I think by now, everyone knows that masks are of limited utility - if any
That won't stop some people swearing by them, and of some places mandating them no matter what
The Mask has become an identity - ranging from "I DON'T WANNA DIE" person to the "I care SO much"
This is no longer a matter of science of efficacy - seriously if the mask worked it would have worked by now.
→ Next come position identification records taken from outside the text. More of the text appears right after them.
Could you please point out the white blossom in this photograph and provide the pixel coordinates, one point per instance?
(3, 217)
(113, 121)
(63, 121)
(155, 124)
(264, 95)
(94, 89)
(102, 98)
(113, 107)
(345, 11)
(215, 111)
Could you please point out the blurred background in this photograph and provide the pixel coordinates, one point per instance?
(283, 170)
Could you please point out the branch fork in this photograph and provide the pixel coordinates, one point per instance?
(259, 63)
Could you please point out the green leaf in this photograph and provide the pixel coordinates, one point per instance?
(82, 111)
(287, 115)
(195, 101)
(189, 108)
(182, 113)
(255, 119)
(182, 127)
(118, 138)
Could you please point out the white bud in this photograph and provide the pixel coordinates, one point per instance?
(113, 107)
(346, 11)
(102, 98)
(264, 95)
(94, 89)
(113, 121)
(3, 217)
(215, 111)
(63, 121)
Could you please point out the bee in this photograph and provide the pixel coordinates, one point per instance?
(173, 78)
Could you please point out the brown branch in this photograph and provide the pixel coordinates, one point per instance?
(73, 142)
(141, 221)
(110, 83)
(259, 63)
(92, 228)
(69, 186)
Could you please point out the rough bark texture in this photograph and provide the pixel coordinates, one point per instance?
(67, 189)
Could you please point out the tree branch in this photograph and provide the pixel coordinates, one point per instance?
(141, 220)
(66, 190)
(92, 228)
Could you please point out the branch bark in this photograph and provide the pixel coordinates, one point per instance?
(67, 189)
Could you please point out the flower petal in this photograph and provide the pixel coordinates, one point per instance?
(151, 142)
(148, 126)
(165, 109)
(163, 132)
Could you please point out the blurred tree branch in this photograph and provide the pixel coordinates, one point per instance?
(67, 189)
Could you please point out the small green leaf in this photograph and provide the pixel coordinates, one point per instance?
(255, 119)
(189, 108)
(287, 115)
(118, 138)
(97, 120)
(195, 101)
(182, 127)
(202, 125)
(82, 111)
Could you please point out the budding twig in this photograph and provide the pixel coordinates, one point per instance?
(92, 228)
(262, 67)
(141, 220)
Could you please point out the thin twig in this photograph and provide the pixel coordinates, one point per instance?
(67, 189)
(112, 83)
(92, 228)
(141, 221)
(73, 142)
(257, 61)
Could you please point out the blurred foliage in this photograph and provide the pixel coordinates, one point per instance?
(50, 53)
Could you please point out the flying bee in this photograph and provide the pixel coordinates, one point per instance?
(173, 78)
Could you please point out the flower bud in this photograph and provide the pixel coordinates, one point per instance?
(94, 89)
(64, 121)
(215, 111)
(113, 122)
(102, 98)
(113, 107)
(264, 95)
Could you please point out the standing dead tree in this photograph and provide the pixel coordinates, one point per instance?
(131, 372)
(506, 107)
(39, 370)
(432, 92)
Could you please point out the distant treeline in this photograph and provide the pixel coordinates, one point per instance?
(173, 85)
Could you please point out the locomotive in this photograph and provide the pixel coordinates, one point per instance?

Its a psycho-political-cultural matter now. Time to move on.
Thank you for this interesting analysis, and for highlighting the potentially confounding affect a modulation of fear that is independent of that induced by wearing a mask.
When reading the Bangladesh trial, I did wonder why this wasn’t a potential confounder here, too, but you didn’t seem to comment on it (or maybe you did, but I missed it - apologies if this was the case!). The arm that received the mask in the Bangladesh trial also received “… information about the importance of mask-wearing”. I would have thought that, in a well designed RCT, the intervention should be presented identically - and neutrally - to both arms: i.e. “We are doing this trial as we do not currently have high quality information as to whether or not masks are effective”. Presenting information about “the importance of wearing mask-wearing” seems to pre-judge the outcome, and presenting this only to the mask-wearing group might be expected to increase the level of fear in this group. As such, it is not clear to me that the significant increase in physical distancing shown by the study can necessarily be entirely attributed fear / apprehension that is secondary to mask wearing (and so be legitimately included as an effect of mask-wearing effect) rather than secondary to fear / apprehension due to the instruction that mask wearing is important: an instruction that was given only to the mask-wearing participants (i.e. if you don’t wear a mask you are at risk). The true effect size of masking is still then somewhat uncertain, but could presumably be less than that found in the study.
Of course, compliance with the intervention in the Bangladesh study is “important”, and this should rightly be communicated to participants. However, better instruction would be “It is important you wear your mask as we have instructed, so that the results of the trial [either positive OR negative] are valid”, rather than “mask wearing is important [i.e. mask wearing is effective]”. Strictly, even this modified instruction creates a potential asymmetry - much better would be to have the non-intervention arm also actively instructed to NOT wear masks, so that identical instructions (and, presumably, identical levels of non-mask induced fear) are given to both groups: “It is important you wear / do not wear your mask as we have instructed, so that the results of the trial are valid”.